Class I antiarrhythmic drugs

Class I antiarrhythmic drugs

General information

Class I drugs have defined therapeutic ranges and generally dose-dependent toxicity. As a general principle therapeutic drug monitoring is required and should be based on predose trough levels after allowing five half-lives to achieve steady state (where a loading dose is not required). These drugs are toxic and require specialist supervision.

Class IA drugs

Class IA drugs include disopyramide. These drugs have anticholinergic and negative inotropic activity. There is wide interpatient variability in the dose required to achieve therapeutic plasma concentrations. They can produce proarrhythmic complications by slowing conduction and by promoting oscillatory behaviour of the action potential associated with delayed repolarisation, giving rise to a form of polymorphic ventricular tachycardia referred to as torsades de pointes. This is particularly of concern with disopyramide, where the tendency to produce this effect may be more marked at lower rather than higher concentrations, with clinical reports occurring below or at the lower end of the therapeutic range. Torsades de pointes is therefore seen most commonly in susceptible individuals at the commencement of therapy or after therapy has been ceased and the blood level is falling.

Class IB drugs

Class IB drugs include lignocaine and mexiletine.

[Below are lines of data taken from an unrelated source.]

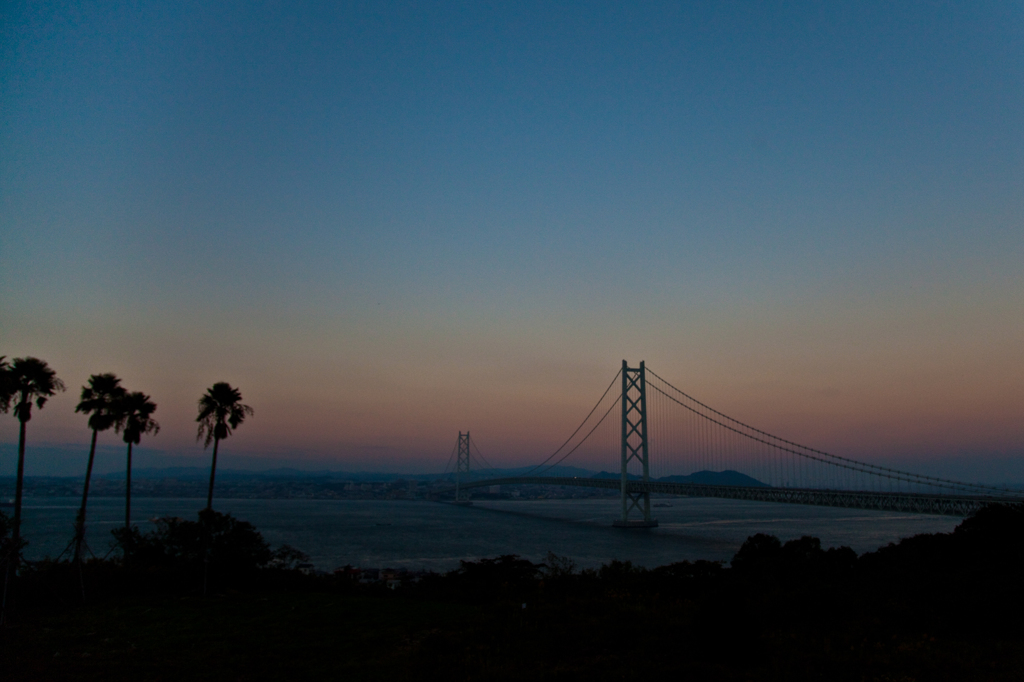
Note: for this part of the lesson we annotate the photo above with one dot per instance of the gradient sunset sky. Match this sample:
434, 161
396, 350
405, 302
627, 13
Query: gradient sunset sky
387, 222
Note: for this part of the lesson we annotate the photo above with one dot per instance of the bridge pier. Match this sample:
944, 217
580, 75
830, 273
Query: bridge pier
461, 466
634, 446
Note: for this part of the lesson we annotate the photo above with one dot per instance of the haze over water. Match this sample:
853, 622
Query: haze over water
435, 536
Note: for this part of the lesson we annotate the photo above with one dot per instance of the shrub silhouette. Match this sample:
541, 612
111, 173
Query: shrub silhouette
235, 547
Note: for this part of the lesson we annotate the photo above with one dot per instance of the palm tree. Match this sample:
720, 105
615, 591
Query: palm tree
135, 417
220, 412
6, 389
27, 380
100, 399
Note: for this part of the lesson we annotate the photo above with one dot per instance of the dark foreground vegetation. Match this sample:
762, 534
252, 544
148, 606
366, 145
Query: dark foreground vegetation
944, 606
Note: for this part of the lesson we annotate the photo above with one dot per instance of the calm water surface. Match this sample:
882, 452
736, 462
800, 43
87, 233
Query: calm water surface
429, 535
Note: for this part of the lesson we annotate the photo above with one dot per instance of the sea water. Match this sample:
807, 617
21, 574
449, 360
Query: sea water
435, 536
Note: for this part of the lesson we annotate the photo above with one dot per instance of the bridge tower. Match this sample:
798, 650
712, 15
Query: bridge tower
462, 466
635, 448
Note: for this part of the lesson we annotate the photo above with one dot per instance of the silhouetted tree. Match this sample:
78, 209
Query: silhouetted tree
220, 412
27, 380
6, 388
135, 417
100, 399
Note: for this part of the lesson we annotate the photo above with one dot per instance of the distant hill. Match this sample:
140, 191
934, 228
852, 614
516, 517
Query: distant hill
727, 477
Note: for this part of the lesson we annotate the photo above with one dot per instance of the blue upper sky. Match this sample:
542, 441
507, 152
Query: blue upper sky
354, 211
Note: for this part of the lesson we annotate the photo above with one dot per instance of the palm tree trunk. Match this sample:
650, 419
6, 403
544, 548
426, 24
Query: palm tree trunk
128, 493
213, 472
80, 522
10, 567
18, 486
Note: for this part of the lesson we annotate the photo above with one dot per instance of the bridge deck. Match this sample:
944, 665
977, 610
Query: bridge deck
947, 505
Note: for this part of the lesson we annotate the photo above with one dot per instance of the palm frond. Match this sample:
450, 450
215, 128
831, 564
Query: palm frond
220, 412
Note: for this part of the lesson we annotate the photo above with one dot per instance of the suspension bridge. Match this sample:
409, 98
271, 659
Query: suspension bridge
662, 429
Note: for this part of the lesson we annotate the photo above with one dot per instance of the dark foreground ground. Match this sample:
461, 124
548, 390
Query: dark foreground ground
933, 607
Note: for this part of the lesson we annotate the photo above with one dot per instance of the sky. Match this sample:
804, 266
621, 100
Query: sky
388, 222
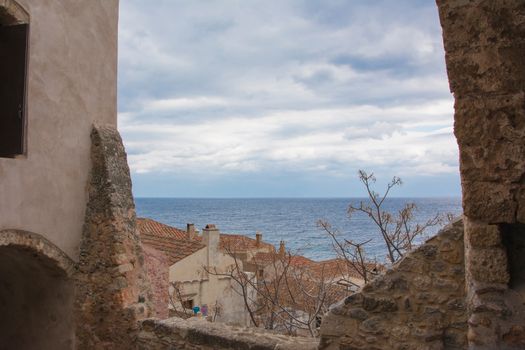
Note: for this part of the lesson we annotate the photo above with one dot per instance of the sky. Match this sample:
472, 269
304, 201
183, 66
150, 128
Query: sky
249, 98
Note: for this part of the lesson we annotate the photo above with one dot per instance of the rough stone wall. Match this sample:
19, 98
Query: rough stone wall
36, 293
157, 269
418, 304
112, 291
176, 333
71, 84
485, 54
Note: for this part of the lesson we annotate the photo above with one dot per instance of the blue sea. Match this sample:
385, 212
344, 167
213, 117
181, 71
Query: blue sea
293, 220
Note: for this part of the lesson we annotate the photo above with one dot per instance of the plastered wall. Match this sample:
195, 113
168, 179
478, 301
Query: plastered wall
71, 85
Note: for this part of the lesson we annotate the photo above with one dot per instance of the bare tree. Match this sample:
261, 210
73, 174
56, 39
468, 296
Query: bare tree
398, 231
287, 297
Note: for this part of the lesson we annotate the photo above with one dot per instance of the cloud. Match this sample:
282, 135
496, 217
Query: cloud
220, 88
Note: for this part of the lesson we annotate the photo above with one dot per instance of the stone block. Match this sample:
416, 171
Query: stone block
488, 265
490, 202
481, 235
489, 130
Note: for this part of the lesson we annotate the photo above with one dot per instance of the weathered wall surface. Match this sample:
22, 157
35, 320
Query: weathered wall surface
112, 291
208, 289
175, 333
157, 269
71, 84
418, 304
485, 53
36, 294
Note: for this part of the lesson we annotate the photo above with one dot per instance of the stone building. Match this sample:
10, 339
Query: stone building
71, 262
189, 259
70, 266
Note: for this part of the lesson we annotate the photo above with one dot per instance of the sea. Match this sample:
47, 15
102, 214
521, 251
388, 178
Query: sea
293, 220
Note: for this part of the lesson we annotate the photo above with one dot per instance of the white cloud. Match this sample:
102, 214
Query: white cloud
268, 86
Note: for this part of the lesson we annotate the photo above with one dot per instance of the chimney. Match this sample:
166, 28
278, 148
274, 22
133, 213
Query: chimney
282, 249
190, 231
210, 237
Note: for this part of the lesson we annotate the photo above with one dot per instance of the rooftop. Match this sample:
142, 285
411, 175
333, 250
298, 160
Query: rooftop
167, 239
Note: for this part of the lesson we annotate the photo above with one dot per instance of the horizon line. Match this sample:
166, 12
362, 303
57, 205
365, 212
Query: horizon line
399, 197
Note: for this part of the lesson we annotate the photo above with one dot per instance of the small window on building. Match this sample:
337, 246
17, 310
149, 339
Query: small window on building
13, 57
187, 304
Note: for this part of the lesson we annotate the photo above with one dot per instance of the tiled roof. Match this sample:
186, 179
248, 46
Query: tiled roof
265, 258
340, 267
241, 243
174, 249
155, 228
167, 239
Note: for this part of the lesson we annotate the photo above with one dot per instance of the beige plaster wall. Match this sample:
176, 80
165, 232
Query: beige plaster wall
206, 288
71, 84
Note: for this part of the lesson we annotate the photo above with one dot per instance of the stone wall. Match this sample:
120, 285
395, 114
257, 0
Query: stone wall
418, 304
71, 84
485, 53
112, 290
176, 333
157, 268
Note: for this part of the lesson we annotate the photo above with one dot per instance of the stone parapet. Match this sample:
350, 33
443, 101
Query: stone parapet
418, 304
111, 285
176, 333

Lignocaine has a short half-life of approximately 2 hours and is given intravenously. It has two active metabolites that contribute to the central nervous system toxicity seen with lignocaine (headache, dizziness, drowsiness, mental changes, paraesthesia [often perioral] and visual disturbances). Toxicity increases in patients with reduced liver blood flow due to heart failure or to other drug therapy such as the beta blockers.

Lignocaine is also used in the management of neuropathic pain and as a local anaesthetic 

Mexiletine is structurally similar to lignocaine but can be given orally. It shares a similar adverse effect profile to lignocaine but also has gastrointestinal effects.

Mexiletine is also used in the management of neuropathic pain

Both drugs are capable of producing proarrhythmic complications.

Class IC drugs

Flecainide is a class IC drug. It causes marked depression of cardiac conduction and contractility and is proarrhythmic. It should not be used in the presence of significant left ventricular dysfunction or myocardial ischaemia.

Flecainide is also used in the management of neuropathic pain. Consultation with a palliative care specialist, a pain physician, or a pain clinic is strongly recommended before using antiarrhythmic drugs for pain management.